The coastal sliver has been under a crippling Israeli siege since 2007, which has prevented some two million Palestinians from having free access to the remainder of Palestine and the outside world.

The tight blockade has also undermined living conditions in the enclave and fragmented its economic and social fabric, causing unprecedented unemployment and poverty.

Israel carries out regular air raids on inhabitants of Gaza under the pretext of hitting alleged positions of Hamas, which governs the enclave and has defended it against three Israeli wars.

“We are very close to another type of action which would include very strong blows. If Hamas is intelligent, it will cease fire and violence now,” Netanyahu added.

On Friday, Israel's Minister for Military Affairs Avigdor Lieberman ordered to halt fuel deliveries to the strip, after fresh anti-occupation protest rallies along the border separating the sliver from the occupied territories saw seven Gazan protesters killed by Israeli fire.

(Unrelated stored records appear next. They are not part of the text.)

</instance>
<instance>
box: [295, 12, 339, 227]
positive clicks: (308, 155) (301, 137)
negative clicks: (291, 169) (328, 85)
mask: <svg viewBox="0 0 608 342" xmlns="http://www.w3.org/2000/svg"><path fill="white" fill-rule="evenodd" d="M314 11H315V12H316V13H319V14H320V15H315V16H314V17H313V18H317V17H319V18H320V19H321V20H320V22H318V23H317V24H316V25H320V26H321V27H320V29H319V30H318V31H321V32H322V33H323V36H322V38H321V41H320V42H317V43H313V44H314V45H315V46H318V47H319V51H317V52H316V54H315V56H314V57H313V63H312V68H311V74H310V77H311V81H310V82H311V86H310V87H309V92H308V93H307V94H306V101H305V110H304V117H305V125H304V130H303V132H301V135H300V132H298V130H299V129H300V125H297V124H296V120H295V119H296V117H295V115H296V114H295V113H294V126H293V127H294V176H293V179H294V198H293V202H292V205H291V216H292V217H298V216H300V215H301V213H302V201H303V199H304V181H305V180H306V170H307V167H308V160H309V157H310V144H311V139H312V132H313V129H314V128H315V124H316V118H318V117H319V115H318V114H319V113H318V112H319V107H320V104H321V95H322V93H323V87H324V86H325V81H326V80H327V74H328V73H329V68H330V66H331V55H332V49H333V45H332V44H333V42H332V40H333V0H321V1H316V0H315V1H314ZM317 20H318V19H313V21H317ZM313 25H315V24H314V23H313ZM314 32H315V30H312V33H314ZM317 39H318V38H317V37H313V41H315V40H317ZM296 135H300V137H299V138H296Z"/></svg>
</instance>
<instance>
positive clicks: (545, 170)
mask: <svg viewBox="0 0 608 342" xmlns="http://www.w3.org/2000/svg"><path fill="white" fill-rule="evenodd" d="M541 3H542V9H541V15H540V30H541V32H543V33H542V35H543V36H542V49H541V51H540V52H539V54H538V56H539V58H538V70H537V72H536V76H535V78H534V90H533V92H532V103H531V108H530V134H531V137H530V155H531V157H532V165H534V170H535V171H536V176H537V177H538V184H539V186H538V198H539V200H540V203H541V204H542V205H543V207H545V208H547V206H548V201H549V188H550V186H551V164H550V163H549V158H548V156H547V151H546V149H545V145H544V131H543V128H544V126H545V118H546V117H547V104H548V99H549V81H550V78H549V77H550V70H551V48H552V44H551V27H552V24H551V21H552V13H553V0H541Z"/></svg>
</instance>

Since Tuesday, October 9, Qatari-bought fuel had been delivered to Gaza in an attempt to alleviate the humanitarian situation in the blockaded enclave and prevent any further escalation in the Israeli-Palestinian conflict.

According to a deal brokered by the United Nations, Doha pledged to pay $60 million for desperately-needed fuel to be brought into the Gaza Strip over the span of six months in a an attempt to supply the strip’s sole power plant, which provides the impoverished enclave with some of its electricity needs, particularly for its hospitals and medical centers. Gazans currently receive only three or four hours of electricity a day.

Tensions have been running high near the fence, separating Gaza from the occupied territories, since March 30, which marked the start of a series of protests dubbed “The Great March of Return.” Palestinian protesters demand the right to return for those driven out of their homeland.

The clashes in Gaza reached their peak on May 14, the eve of the 70th anniversary of Nakba Day, or the Day of Catastrophe, which coincided this year with Washington's relocation of the US embassy from Tel Aviv to occupied Jerusalem al-Quds.

At least 205 Palestinians have so far been killed and over 20,000 others wounded in the renewed Gaza clashes, according to the latest figures released by the Gaza Health Ministry. The anti-Israeli rallies along the fence are organized by Hamas.

The United Nations has already warned that Israel’s 11-year tight besiege of Gaza has resulted in a “catastrophic” humanitarian situation.